Be aware that it is often a bad idea to keep AWS access key in a program configuration file, therefore the configuration file of laitos does not have AWS access keys. For detailed instructions on how to supply the access key, check out AWS documentation "Configuring the AWS SDK for Go"

To use x-ray for tracing HTTP requests, turn on the AWS integration master switch with CLI parameter -awsinteg, and then install the AWS x-ray daemon program on the server host by following AWS X-Ray Daemon guide.

All interactions between laitos and AWS generate info-level log messages for diagnosis and inspection.

Deploy on Microsoft Azure and Google Compute Engine

Simply copy laitos program and its data onto a Linux virtual machine and start laitos right away. It is often useful to use systemd integration to launch laitos automatically upon system boot.

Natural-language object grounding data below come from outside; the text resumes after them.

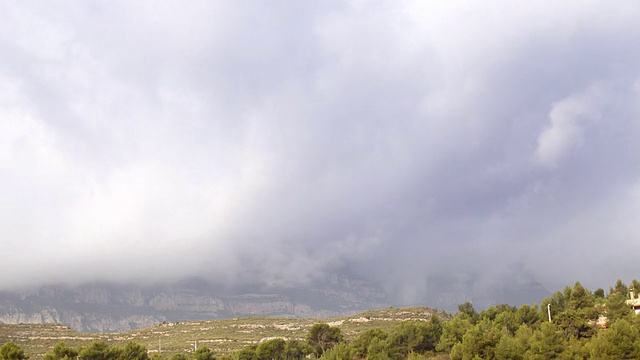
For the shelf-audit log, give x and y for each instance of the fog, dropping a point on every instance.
(272, 143)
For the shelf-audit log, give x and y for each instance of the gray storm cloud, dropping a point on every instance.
(402, 140)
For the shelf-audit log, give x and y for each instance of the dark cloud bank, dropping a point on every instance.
(412, 143)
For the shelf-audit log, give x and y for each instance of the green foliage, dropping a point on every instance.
(203, 353)
(453, 331)
(99, 350)
(546, 342)
(61, 351)
(480, 340)
(322, 337)
(133, 351)
(621, 341)
(179, 357)
(296, 349)
(11, 351)
(360, 345)
(467, 311)
(247, 353)
(616, 307)
(271, 349)
(339, 352)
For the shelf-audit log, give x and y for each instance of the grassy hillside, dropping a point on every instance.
(222, 336)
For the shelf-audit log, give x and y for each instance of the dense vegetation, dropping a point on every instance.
(583, 325)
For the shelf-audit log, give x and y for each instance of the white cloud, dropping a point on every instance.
(567, 119)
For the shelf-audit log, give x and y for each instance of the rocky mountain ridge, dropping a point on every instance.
(102, 307)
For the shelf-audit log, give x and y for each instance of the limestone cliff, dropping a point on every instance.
(111, 307)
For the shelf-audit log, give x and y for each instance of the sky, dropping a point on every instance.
(274, 142)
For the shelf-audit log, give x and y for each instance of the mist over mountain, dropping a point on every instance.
(437, 149)
(107, 307)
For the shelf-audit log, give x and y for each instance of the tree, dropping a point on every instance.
(545, 343)
(378, 350)
(360, 344)
(203, 353)
(452, 332)
(480, 340)
(99, 350)
(339, 352)
(133, 351)
(620, 341)
(322, 337)
(271, 349)
(61, 351)
(179, 357)
(296, 349)
(11, 351)
(467, 311)
(617, 307)
(514, 347)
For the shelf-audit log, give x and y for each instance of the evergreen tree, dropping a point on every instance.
(11, 351)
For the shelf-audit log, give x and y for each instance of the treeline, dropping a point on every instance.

All flavours of Linux distributions supported by Azure can run laitos.

Deploy on Google App Engine

Clone the laitos repository. Create a sub-directory named gcp_appengine_data in the clone. Place the following files into the sub-directory:

  • daemonName - A plain-text file of comma-separated daemon names to be started on App Engine. The content is analogous to CLI parameter -daemons.
  • appeng-environment.yaml - A YAML file of program environment variables, for example: env_variables:\n LAITOS_INDEX_PAGE: "{...}"
  • config.json - A JSON file for the laitos program configuration.
    • Alternatively, write the program configuration JSON into the environment variable LAITOS_CONFIG in appeng-environment.yaml.
  • Other program data files, such as HTML pages, CSS files, and images for the home page.

Return to the repository and edit app.yaml as needed - the default scaling settings limit the number of serving instances to one to stay within the free tier.

When ready, run gcloud app deploy to deploy the App Engine app.

Example GCP data files

There are several example files in https://github.com/HouzuoGuo/laitos/tree/master/gcp_appengine_data.example

Be aware that the example config file is named config.json.example whereas the Note that, the example config file is named config.json.example whereas the actual config file must be named config.json.

Deploy on other cloud providers

laitos runs on nearly all flavours of Linux and Windows hosts, as long as your cloud provider supports Linux compute instance, you can be almost certain that it will run laitos smoothly.

laitos has been successfully deployed on all major public cloud vendors (AWS, Azure, Alibaba Cloud, Google Cloud, and Oracle Cloud), as well as generic XEN and KVM virtual machines, OpenStack instances, Kubernetes, and more.

High request per second and logging

All logging sources (such as server daemons) log the details of every incoming request. However, when process a large quantity of requests, the affected logging sources will automatically discard some messages to reduce output to a hard-coded threshold.

The mechanism is especially useful when running laitos in a container, as most container daemons (e.g. k8s) buffer container output on disk, which may not be able to keep up with the logging throughput.